L’action de l’opéra Norma se déroule en Gaule transalpine occupée par les Romains, vers l’an 50 avant Jésus-Christ. La druidesse Norma a eu deux enfants de son amant Pollione, proconsul romain en Gaule. A voir ou revoir à l’opéra de Rennes les lundi 28 mai, 20h – mercredi 30 mai, 20h, vendredi 1er juin, 20h, dimanche 3 juin, 16h – mardi 5 juin, 20h.
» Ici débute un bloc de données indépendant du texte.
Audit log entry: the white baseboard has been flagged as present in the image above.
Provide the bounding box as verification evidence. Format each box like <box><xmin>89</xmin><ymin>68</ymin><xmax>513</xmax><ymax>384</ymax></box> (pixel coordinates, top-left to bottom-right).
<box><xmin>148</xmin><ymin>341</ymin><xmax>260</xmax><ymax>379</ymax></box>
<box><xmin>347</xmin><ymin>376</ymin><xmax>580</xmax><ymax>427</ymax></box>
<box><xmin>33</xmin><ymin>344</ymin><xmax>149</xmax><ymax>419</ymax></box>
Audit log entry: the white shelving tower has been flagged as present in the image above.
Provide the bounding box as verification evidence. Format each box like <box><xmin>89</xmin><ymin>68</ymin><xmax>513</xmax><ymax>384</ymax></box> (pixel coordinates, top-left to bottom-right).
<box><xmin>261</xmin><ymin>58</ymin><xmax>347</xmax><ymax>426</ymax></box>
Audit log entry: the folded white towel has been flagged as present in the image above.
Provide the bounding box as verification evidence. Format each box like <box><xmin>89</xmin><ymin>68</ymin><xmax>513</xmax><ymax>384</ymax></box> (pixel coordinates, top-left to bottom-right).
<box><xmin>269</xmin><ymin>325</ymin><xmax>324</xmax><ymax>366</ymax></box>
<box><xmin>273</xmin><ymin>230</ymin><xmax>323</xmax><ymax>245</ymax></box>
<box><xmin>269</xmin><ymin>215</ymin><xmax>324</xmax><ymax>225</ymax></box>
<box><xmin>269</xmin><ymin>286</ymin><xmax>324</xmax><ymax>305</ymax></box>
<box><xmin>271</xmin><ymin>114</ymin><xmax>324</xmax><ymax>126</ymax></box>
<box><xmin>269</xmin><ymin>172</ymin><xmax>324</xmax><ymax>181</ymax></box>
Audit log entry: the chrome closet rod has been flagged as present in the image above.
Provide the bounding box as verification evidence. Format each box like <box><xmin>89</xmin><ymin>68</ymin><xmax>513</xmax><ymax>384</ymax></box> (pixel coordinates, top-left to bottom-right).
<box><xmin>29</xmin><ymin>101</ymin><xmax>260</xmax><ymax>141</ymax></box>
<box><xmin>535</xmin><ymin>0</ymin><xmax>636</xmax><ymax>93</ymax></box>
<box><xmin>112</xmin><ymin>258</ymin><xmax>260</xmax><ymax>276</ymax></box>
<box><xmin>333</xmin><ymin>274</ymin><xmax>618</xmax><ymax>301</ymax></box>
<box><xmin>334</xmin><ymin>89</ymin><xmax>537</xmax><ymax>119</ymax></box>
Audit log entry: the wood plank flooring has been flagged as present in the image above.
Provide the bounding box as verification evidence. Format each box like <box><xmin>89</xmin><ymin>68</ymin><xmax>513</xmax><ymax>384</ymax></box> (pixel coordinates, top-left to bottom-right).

Norma, grande prêtresse des druides est liée par un amour secret au romain Pollione,dont elle a eu deux enfants. Pour lui, elle retarde la guerre prête à éclater. Mais avec le temps, l’amour du guerrier s’est émoussé et ses regards se portent vers la jeune Adalgisa. Naïve, celle-ci évoque avec Norma les avances dont elle est l’objet. Notre grande prêtresse, qui n’a pas compris, au début, de qui il s’agissait, finit par découvrir la trahison. De rage, elle est prête à tuer ses enfants.Elle n’en fait rien. Pour respecter les traditions, Pollione doit être sacrifié aux dieux afin d’assurer la victoire. Norma lui propose d’oublier ce nouvel amour en échange de la vie sauve. Pollione reste inflexible et ce faisant impressionne Norma. Elle s’accuse de trahison et exige de prendre sa place. Cette noblesse de cœur, ravive les sentiments de Pollione, c’est ensemble qu’ils montent au bûcher !
Quelle grandeur dans cet opéra en deux actes dont le livret, de Felice Romani, s’inspire de l’œuvre de l’académicien Louis Alexandre Soumet, « Norma ou l’infanticide ».L.A.Soumet, tombé dans l’oubli, fut pourtant en son époque un poète et un dramaturge très connu. Son inspiration a bien souvent puisée dans les épisodes héroïques de l’antiquité. A défaut d’être très originales, ses réalisations sont marquées par une réelle qualité d’écriture.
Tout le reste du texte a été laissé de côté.